11: Béla Tarr & Judd Apatow
Kathleen Norris on I LEARN BY NEGATIVES
I sometimes think that God means for me to sit through long and excruciatingly tedious films so that others won’t have to. It’s a sacrifice I’m willing to make, as I learn so much from these movies, even the most slow-paced and boring.
When I was in my twenties and living in New York City I often spent Saturdays going to one film after another. When I lived around the corner from the New Yorker theater, I was able to see dazzling Busby Berkeley musicals and somber masterpieces like Au Hasard Balthazar and On The Waterfront on a big screen. But often I zipped all over Manhattan on the subway for movies that sounded interesting. Watching Antonioni’s L’Avventura as the beautiful Italians with imposing cheekbones kept looking for a missing woman I felt as frustrated and annoyed as if I were searching for a lost object, returning to the same places over and over without success. No film had ever affected me like this, and I was so fascinated by the director’s ability to irritate me that I sat through it a second time. I knew then I was a total goner.

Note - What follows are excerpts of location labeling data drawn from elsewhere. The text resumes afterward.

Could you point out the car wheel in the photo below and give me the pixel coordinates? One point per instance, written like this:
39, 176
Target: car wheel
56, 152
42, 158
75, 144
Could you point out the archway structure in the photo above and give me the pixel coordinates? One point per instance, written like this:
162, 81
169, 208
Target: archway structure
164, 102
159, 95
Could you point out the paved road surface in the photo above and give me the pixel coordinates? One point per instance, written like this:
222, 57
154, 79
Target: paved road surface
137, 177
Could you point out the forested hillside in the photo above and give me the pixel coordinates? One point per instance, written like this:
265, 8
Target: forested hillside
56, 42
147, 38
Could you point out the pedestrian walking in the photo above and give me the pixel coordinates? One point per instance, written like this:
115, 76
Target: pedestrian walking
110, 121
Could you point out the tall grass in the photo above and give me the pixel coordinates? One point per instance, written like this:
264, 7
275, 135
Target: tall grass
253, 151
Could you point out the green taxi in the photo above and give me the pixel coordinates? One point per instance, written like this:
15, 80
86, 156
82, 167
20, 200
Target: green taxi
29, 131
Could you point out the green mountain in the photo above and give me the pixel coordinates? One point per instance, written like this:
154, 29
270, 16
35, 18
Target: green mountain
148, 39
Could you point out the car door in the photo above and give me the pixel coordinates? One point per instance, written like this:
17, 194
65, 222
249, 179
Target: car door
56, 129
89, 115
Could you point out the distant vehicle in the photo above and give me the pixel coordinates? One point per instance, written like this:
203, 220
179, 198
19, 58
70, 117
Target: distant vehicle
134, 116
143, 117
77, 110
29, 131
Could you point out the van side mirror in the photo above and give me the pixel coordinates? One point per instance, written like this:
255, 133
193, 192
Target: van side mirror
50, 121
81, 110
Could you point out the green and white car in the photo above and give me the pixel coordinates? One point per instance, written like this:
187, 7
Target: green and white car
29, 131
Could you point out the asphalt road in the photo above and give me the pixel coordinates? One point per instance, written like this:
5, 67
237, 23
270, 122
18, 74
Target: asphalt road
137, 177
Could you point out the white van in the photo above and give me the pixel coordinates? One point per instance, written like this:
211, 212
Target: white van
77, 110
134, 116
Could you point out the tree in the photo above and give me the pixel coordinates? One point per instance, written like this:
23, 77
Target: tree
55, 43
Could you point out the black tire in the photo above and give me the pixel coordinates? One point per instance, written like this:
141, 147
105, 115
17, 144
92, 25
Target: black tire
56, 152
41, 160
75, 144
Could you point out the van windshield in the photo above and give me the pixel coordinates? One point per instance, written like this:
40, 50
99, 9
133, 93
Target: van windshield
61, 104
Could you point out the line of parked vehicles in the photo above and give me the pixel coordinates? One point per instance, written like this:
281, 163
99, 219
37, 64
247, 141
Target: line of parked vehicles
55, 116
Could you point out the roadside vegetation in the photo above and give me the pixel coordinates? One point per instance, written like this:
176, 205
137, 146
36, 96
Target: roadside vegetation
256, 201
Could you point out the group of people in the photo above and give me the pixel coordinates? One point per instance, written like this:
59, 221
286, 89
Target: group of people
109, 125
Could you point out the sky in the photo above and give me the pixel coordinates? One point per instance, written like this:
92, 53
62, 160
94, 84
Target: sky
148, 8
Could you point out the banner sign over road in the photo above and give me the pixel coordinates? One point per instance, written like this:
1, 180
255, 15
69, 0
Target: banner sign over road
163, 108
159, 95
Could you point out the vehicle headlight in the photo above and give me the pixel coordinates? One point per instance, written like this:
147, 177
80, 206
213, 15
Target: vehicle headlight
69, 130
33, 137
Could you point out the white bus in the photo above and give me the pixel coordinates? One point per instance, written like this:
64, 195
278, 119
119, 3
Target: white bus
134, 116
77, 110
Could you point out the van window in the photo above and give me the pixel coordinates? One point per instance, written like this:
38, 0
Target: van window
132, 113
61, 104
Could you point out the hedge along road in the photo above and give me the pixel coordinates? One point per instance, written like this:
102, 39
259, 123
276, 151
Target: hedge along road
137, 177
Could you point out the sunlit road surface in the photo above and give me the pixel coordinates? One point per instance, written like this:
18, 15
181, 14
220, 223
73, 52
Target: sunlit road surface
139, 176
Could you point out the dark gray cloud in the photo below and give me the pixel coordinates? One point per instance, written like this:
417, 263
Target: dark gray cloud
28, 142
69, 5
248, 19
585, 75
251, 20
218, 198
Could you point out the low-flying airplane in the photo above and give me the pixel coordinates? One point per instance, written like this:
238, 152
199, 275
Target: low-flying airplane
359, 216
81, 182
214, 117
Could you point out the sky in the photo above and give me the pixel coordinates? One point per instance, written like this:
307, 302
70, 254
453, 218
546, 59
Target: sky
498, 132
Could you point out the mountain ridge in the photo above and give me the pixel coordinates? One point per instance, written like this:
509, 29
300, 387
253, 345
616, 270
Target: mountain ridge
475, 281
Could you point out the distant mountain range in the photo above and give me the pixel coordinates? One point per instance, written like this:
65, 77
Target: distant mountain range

I suspect that my tolerance comes from trying to respect the vision of another artist: if Chantal Akerman needs to show me every detail of a woman’s daily routines in Jeanne Dielman, 23 Commerce Quay, 1080 Brussels, she has her reasons. By imposing on me all the day-to-day repetitions that this woman engages in, Akerman builds a claustrophobic atmosphere of despair and anxiety. I come to worry for this woman, who is attempting to cope with her husband’s death by repressing any sign of grief. You know it won’t end well. This is one of the saddest films I’ve ever seen, but I’m glad I saw it.